In addition, I can see a band like "Pearl Jam" (who just got out of their record deal) buying into iTMS big time ... a few of those, and iTMS as a distribution label is a reality. Add a section for GB musicians, and you've performed a coup.

-John

... as great as it would be if Apple could create a "slash-dot" for music, and make it pay ... the problem is the major labels are scared stiff of any such thing, and would do everything possible to crucify Apple if it tried.

... all-the-while, over on the side lines is Uncle Bill smiling, shaking hands, and handing out business cards to the effect that - "hey, we want to turn the home computer into a closed appliance, with full DRM everything - ain't this exactly what you big media content guys want anyway? All you've got to do is buy into OUR WM format and OUR DRM - and look, Apple just screwed you! - so what have you got to loose? C'mon, get a clue guys, you're more or less a monopoly, and we're definitely a monopoly ... if we don't work together to keep everything the same, there's no place to go but down!"

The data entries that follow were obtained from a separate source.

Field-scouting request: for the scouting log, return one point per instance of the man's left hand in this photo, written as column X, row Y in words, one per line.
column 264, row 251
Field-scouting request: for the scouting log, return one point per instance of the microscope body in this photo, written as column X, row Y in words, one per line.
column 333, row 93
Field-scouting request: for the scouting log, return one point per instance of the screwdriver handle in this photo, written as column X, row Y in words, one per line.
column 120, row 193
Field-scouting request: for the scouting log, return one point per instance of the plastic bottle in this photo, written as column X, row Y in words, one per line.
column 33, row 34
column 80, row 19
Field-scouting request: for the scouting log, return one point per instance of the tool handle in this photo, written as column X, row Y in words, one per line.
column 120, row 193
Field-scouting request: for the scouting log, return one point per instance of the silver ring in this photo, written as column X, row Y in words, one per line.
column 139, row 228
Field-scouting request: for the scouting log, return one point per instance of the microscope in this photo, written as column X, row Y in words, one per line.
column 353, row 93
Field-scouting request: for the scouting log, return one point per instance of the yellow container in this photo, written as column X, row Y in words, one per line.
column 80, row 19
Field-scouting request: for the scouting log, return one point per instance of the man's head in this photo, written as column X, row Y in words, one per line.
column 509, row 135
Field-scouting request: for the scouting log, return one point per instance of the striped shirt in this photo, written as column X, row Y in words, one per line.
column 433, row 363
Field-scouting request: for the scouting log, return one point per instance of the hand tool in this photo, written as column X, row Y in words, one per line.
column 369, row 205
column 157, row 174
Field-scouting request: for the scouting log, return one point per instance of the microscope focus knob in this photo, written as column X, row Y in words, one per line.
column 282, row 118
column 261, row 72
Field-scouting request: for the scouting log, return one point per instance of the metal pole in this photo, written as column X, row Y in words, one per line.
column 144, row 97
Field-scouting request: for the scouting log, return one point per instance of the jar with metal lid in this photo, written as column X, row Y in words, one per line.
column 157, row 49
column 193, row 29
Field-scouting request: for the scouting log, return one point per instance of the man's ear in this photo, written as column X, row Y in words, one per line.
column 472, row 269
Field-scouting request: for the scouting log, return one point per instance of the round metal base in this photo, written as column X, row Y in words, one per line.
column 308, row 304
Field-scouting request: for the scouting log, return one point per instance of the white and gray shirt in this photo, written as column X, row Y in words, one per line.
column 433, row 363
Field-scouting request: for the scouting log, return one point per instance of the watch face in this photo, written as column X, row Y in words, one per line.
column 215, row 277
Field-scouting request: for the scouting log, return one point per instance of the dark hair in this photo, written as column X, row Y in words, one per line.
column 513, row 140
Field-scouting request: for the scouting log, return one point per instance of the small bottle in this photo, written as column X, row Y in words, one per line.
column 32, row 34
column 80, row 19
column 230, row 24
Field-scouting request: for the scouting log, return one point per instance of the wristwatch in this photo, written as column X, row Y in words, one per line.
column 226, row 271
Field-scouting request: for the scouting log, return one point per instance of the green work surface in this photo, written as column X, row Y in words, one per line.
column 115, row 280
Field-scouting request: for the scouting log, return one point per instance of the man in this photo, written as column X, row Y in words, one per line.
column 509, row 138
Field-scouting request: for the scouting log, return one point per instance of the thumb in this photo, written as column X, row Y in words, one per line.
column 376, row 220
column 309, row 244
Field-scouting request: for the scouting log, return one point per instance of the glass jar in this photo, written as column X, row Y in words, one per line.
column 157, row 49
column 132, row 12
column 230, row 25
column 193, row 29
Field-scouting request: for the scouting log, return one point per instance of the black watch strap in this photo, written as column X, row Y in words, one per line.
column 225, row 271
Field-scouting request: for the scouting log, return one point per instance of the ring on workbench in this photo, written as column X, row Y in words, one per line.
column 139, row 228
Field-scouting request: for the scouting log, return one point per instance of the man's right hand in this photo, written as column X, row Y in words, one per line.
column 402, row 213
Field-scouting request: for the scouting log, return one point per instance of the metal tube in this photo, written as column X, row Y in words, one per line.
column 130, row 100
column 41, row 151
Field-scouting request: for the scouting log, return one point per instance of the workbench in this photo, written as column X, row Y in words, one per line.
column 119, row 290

The truth is, with the power of a G5, and a few tens of thousands of dollars (not many, just a few), anybody with a decent garage and a half decent sense of taste - and a bit of time on their hands (let's be generous and say, one person in 100 who buys a MIDI/DigAudio system hoping to be a star), can put out stuff as good or better than any of the major labels can ... and - shock of shocks - with some means of internet distribution, make a living at it, no big labels required!

It's not like the big labels don't know this.

Suddenly in North America alone, you'd have at least 10,000 good new acts - in just about any style of music! - to choose from! People setting up their own Internet radio stations, distribution networks, (based on their own agreements that cuts out the dinosaurs) ... and the major labels would be reduced to simply picking winners from a pool of artists who would have far more clout/leaverage/independence/income than those now, who - comparatively - have a choice between continuing their careers in landscaping/dry-wall/hospitality, or signing away their souls for the chance of doing what they love full time, and maybe one day getting paid for it.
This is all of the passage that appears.